Arkadaşlarınla ders çalışmak için kütüphane tarzı bir yere geldiniz. Gayet hoş bir havası vardı. Boş masallardan birine geçtiniz. Bir saat sonra sıkılmaya başladın. Yan taraftaki boş masaya yedi tane çocuk oturdu. İçlerinden birine bakarken dalıp gittiğini fark etmiyorsun. Bir süre sonra senin ona baktığını fark etti yerinde kıpırdandı.

Jay ;

Arkadaşın tarafından zorla bir sergiye geldin. Sergiler bazen ... sıkıcıdır. Hiç ilgini çekmeyen bir sergidesin. Arkadaşın ise senin tersine çok yakından ilgileniyordu. Artık o kadar sıkılmıştın ki. Birinin yüzüne dalıp gittiğini fark bile etmedin. Ayak üstünde uyuyordun resmen. Genç çocuk bunu fark etmiş olacak ki sana bir bardak kahve getirdi.

Jake ;

Bir petshop işletiyorsun. Çalışanlarından biri gelmediği için ayak işleri sana kaldı. Boş bir şekilde sandalyede dönüyorsun. Telefonunun ise şarjı bitti. Yapacak bir şey bulamıyorsun. Köpeğini getiren bir genç girdi içeri. Tam olarak ideal tipin. Sarı saçları çok cazip gelmişti. Köpeğini içeri bıraktı ve oturmak için senin olduğun yere geldi. Yüzüne dalıp gittin. Çocuk bunu fark ettiğinde kıkırdamadan edemedi.

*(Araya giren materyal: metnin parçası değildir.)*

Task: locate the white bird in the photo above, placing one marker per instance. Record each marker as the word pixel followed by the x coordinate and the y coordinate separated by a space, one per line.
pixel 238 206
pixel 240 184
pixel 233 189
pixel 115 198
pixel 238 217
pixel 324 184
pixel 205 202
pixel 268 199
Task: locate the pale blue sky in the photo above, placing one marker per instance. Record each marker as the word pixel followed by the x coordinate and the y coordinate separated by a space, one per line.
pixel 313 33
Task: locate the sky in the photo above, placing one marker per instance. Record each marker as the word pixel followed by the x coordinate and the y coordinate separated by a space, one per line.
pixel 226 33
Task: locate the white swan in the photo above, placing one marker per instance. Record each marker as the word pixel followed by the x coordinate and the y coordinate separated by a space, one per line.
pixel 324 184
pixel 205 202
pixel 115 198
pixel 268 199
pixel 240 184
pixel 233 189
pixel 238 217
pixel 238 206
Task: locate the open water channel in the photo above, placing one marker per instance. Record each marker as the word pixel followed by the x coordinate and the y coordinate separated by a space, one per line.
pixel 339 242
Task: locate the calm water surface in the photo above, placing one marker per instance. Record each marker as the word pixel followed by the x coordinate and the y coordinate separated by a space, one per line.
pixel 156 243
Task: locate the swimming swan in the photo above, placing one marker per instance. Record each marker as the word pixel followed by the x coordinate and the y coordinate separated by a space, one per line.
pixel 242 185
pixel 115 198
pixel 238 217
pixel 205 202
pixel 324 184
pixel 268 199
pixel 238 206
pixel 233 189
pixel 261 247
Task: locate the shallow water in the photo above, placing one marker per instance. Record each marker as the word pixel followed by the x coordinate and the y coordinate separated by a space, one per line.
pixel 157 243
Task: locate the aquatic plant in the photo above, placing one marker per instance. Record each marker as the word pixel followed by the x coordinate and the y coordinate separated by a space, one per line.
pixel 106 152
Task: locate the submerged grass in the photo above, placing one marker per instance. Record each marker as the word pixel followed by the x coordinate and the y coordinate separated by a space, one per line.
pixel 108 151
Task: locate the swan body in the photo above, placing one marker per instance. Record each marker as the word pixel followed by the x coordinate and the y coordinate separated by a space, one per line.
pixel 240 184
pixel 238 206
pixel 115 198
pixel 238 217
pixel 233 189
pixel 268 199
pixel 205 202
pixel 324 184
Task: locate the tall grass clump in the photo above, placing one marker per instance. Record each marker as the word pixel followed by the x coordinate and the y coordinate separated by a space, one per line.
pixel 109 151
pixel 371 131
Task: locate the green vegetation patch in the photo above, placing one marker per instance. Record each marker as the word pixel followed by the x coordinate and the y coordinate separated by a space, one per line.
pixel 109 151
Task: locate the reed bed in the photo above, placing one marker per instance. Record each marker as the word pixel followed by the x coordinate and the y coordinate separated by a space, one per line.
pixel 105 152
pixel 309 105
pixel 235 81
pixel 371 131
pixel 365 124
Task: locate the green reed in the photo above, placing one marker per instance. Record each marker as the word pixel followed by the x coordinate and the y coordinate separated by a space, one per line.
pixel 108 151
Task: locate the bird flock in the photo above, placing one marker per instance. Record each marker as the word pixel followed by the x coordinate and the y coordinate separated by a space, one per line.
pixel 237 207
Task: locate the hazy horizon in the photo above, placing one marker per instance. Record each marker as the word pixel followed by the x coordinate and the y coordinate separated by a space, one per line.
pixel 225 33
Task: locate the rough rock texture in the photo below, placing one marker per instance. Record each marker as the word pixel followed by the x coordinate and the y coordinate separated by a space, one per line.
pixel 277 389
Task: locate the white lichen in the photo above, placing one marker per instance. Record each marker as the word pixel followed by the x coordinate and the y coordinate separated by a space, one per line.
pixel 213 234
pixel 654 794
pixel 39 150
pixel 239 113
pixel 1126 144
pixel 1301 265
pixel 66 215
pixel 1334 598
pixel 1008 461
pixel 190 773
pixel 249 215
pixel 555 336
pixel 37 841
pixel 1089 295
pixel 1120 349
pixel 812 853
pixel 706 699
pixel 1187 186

( aslında sarı saçlı erkekleri hiç sevmem ama bazı kişiler çok cazip geliyorlar. Mesela jake gibi kişiler.)

Sunghoon ;

Bir yakının hasta olduğu için ilaç alman gerekiyordu. Eczaneye gitmek için hazırlandın. Eczaneye geldiğinde ortalıkta kimse yoktu. Çalışanlardan birini bulmak ümidi ile seslendin. Kapıdan birisi çıktı. Beyaz önlüğü çok güzel duruyordu. Ne için geldiğini Bi anlığına unuttun. Reçeteyi uzattın. O ilaçları getirirken sen ise onu izlemiştin.

Sunoo ;

Güneş batmaya yakın biraz kafa dinlemek amaçlı parka geldin. Evinden biraz uzaktı. Ama bunu elbette sorun etmiyordun. Parkta kimse yoktu bu yüzden rahatça oturabilecektin. Neredeyse beş dakika sonra endişeli bir çocuk girdi. Yere bakıp oflayıp duruyordu. Ağzından sadece ' nerde bu bileklik' cümlesi çıktı. Oturduğun bankın kenarında pembe doğal taştan bir bileklik gördün. Alıp yanına gittin. " sanırım bunu arıyorsunuz." Elindeki bilekliği görünce sevindi çocuk. Teşekkür etmek için kafasını kaldırdı. İlk defa bu kadar şirin ve yakışıklı birini görüyordun.

Jungwon ;

Arkadaşlarının ısrarları üzerine bir mekana geldiniz. Evde uyumak varken geldin. Çünkü durmuyorlar. Arkadaşlarının biri telefonu ile uğraşıyor diğeri ise üstünü düzeltme amacı ile lavaboya gitti. Mekana yeni girmiş bir aile gördün. İçlerinden birine baktın. Yakışıklıydı  çok bakmadın rahatsız olmaması için. Güldüğünde yanında ki kocaman gamzeye bakakalmıştın.

Niki ;

Bir ressamdın ve yakında bir sergiye katılacaksın. İlham bir türlü gelmek bilmiyordu. Ve bu dönemdeki sanatkarlar gibi baştan savma şeyler yaparak para kazanmak istemiyorsun. Bu yüzden dışarıya çıktın . neredeyse hiç kimsenin gelmediği  bir yer buldun. Bir genç orada çimlerde oturuyor. Biraz uzağına oturdun. Gayet güzel görünümlüydü. Hemen çizmeye başladın böyle bir ilhamın kaçmasını istemedin. Çizimi bitirdin. Çocuk sana bakıyordu. Gözlerinde takılı kaldın.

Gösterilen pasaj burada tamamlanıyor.